夜泣きや早朝の散歩で、里親側も疲労がたまりやすくなります。

疲れていると、小さな問題でも深刻に感じやすくなります。

「もう無理かもしれない」と感じる瞬間が出るのも、不思議なことではありません。

「向いていないかも」と思う瞬間は珍しくない

保護犬との暮らしでは、多くの人が一度は「自分に向いていないかもしれない」と感じることがあります。
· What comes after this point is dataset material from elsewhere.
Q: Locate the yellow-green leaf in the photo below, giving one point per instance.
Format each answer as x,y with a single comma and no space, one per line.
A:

ですが、その気持ちは「真剣に向き合っているからこそ」出てくる場合もあります。

悩みながら少しずつ関係を作っていく里親さんもたくさんいます。

後悔を減らすために大切なこと

ここからは、少し気持ちを楽にするための考え方を整理します。

最初から理想を求めすぎない

「すぐ仲良くならなきゃ」「ちゃんと育てなきゃ」と思いすぎると、苦しくなりやすくなります。
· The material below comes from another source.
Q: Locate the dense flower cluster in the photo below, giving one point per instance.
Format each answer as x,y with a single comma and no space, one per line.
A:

最初は“慣れる期間”と考え、少しずつ関係を作る意識が大切です。

安心できる環境を整える

クレートや落ち着ける場所を作ることで、犬が安心しやすくなるケースがあります。

特に保護犬では、「逃げ込める場所」が重要になることがあります。

困ったら一人で抱え込まない

保護団体、動物病院、トレーナーなど、相談先を持つことも大切です。

「自分だけができていない」と思わなくて大丈夫です。

少しずつ「その犬らしさ」を知っていく

保護犬は、安心してくると少しずつ表情や行動が変わることがあります。

最初は見えなかった性格が、時間とともに出てくることもあります。

その変化をゆっくり知っていくことが、関係づくりにつながっていきます。

保護犬との暮らしは“うまくやる”より“続ける”ことが大切

保護犬との暮らしでは、最初から完璧を目指さないことも大切です。

最初の数か月で関係は変わっていく

迎えた直後は緊張していた犬が、数か月後には別の表情を見せることもあります。

時間をかけて安心していくケースは珍しくありません。

小さな変化が信頼につながる

少し近くで寝るようになった、目を合わせてくれるようになった――。

そんな小さな変化の積み重ねが、信頼関係につながっていきます。

「後悔しなかった」に変わっていくことも多い

最初は「無理かもしれない」と感じていた人でも、あとから「迎えて良かった」と感じるケースは多くあります。

もちろん簡単ではありません。

それでも、一緒に過ごした時間が少しずつ関係を変えていくことがあります。

まとめ:つらさを感じるのは、真剣に向き合っている証拠でもある

保護犬の里親になったあと、「つらい」「後悔したかもしれない」と感じる瞬間があるのは珍しいことではありません。

特に最初は、犬も人も新しい生活に慣れようとしている途中です。

だからこそ、最初から完璧を目指しすぎず、少しずつ関係を作っていくことが大切です。

悩みながら向き合った時間が、あとから振り返ると「大切な時間だった」と感じられることもあります。